Background: Hard-to-reach population subgroups are typically investigated using convenience sampling, which may give biased estimates. Combining information from such surveys, a probability survey and clinic surveillance, can potentially minimize the bias. We developed a methodology to estimate the prevalence of undiagnosed HIV infection among men who have sex with men (MSM) in England and Wales aged 16-44 years in 2003, making fuller use of the available data than earlier work.

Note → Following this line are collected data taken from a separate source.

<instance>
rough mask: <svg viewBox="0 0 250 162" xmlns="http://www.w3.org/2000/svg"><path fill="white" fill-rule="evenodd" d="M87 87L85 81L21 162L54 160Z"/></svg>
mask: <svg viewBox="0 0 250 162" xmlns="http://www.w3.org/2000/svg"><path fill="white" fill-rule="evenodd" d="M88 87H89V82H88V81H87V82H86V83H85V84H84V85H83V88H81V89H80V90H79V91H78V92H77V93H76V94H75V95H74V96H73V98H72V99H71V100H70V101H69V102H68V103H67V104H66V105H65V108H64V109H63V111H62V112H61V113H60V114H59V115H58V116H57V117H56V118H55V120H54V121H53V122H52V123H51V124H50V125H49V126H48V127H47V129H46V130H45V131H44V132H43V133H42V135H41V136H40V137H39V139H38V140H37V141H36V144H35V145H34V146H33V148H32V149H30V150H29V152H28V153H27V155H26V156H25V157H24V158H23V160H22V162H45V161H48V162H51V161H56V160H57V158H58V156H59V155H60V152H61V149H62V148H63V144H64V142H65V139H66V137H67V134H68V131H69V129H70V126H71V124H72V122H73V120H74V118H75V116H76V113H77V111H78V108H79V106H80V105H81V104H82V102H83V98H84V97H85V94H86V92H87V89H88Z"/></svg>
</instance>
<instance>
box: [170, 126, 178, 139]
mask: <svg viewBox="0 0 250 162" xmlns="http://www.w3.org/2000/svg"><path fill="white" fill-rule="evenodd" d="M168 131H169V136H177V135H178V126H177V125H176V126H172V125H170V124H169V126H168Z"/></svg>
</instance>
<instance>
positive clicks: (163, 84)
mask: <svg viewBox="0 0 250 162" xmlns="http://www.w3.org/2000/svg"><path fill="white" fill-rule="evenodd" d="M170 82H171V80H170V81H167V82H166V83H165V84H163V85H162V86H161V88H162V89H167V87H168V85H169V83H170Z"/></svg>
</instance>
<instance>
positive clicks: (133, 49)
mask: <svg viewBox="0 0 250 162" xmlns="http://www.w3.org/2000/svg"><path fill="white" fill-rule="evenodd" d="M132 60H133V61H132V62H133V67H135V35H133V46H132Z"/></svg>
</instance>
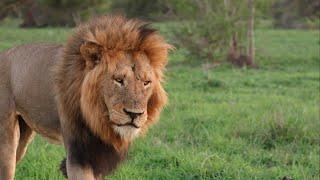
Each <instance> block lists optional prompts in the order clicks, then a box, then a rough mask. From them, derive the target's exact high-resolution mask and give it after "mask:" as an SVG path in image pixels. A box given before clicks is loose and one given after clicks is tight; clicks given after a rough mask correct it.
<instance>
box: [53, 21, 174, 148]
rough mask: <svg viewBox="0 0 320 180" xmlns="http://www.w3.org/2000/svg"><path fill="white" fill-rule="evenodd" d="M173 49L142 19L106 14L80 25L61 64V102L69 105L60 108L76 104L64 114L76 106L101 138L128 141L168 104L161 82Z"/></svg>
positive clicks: (127, 141)
mask: <svg viewBox="0 0 320 180" xmlns="http://www.w3.org/2000/svg"><path fill="white" fill-rule="evenodd" d="M171 48H172V46H171V45H169V44H167V43H166V42H165V41H164V40H163V38H162V37H161V36H160V35H159V34H158V33H157V31H156V30H154V29H151V28H149V26H148V25H147V24H145V23H143V22H141V21H138V20H127V19H126V18H124V17H121V16H103V17H100V18H96V19H94V20H92V21H90V22H89V23H86V24H83V25H81V26H79V27H78V28H77V29H76V31H75V33H74V34H73V36H72V37H71V38H70V39H69V41H68V43H67V45H66V48H65V52H64V59H63V61H62V63H60V65H59V68H58V69H59V75H58V78H57V79H58V102H59V101H60V102H61V104H62V106H66V107H62V108H60V109H64V108H70V106H72V107H73V108H72V110H64V111H66V112H65V113H66V114H67V115H65V116H67V117H66V119H69V118H68V117H69V116H72V114H76V111H77V109H76V108H77V107H78V108H79V109H80V110H81V114H82V116H83V117H84V121H85V123H86V124H87V126H88V127H89V128H90V129H91V130H92V131H93V132H94V133H95V134H96V135H98V136H99V137H101V138H102V140H104V141H107V142H108V143H112V144H113V145H115V146H116V147H117V146H121V144H123V142H130V141H131V140H132V139H133V138H134V137H136V136H137V135H138V134H140V133H141V132H144V131H146V130H147V128H148V127H149V126H150V125H151V124H153V123H154V122H155V121H156V119H157V118H158V116H159V113H160V111H161V110H162V108H163V106H164V105H165V103H166V99H167V96H166V93H165V91H164V89H163V87H162V85H161V82H162V79H163V75H162V72H163V70H164V68H165V65H166V64H167V55H168V51H169V50H170V49H171ZM65 86H68V87H65ZM71 102H74V103H75V104H78V105H74V104H73V105H72V104H71ZM68 105H70V106H69V107H67V106H68ZM68 114H69V115H68ZM70 114H71V115H70ZM70 118H72V117H70ZM66 121H67V120H66Z"/></svg>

Methods: We performed a synthesis of three data sources: genitourinary medicine clinic surveillance (11 380 tests), a venue-based convenience survey including anonymous HIV testing (3702 MSM) and a general population sexual behaviour survey (134 MSM). A logistic regression model to predict undiagnosed infection was fitted to the convenience survey data and then applied to the MSMs in the population survey to estimate the prevalence of undiagnosed infection in the general MSM population. This estimate was corrected for selection biases in the convenience survey using clinic surveillance data. A sensitivity analysis addressed uncertainty in our assumptions.
Results: The estimated prevalence of undiagnosed HIV in MSM was 2.4% [95% confidence interval (95% CI 1.7-3.0%)], and between 1.6% (95% CI 1.1-2.0%) and 3.3% (95% CI 2.4-4.1%) depending on assumptions; corresponding to 5500 (3390-7180), 3610 (2180-4740) and 7570 (4790-9840) men, and undiagnosed fractions of 33, 24 and 40%, respectively.
Conclusions: Our estimates are consistent with earlier work that did not make full use of data sources. Reconciling data from multiple sources, including probability-, clinic- and venue-based convenience samples can reduce bias in estimates. This methodology could be applied in other settings to take full advantage of multiple imperfect data sources.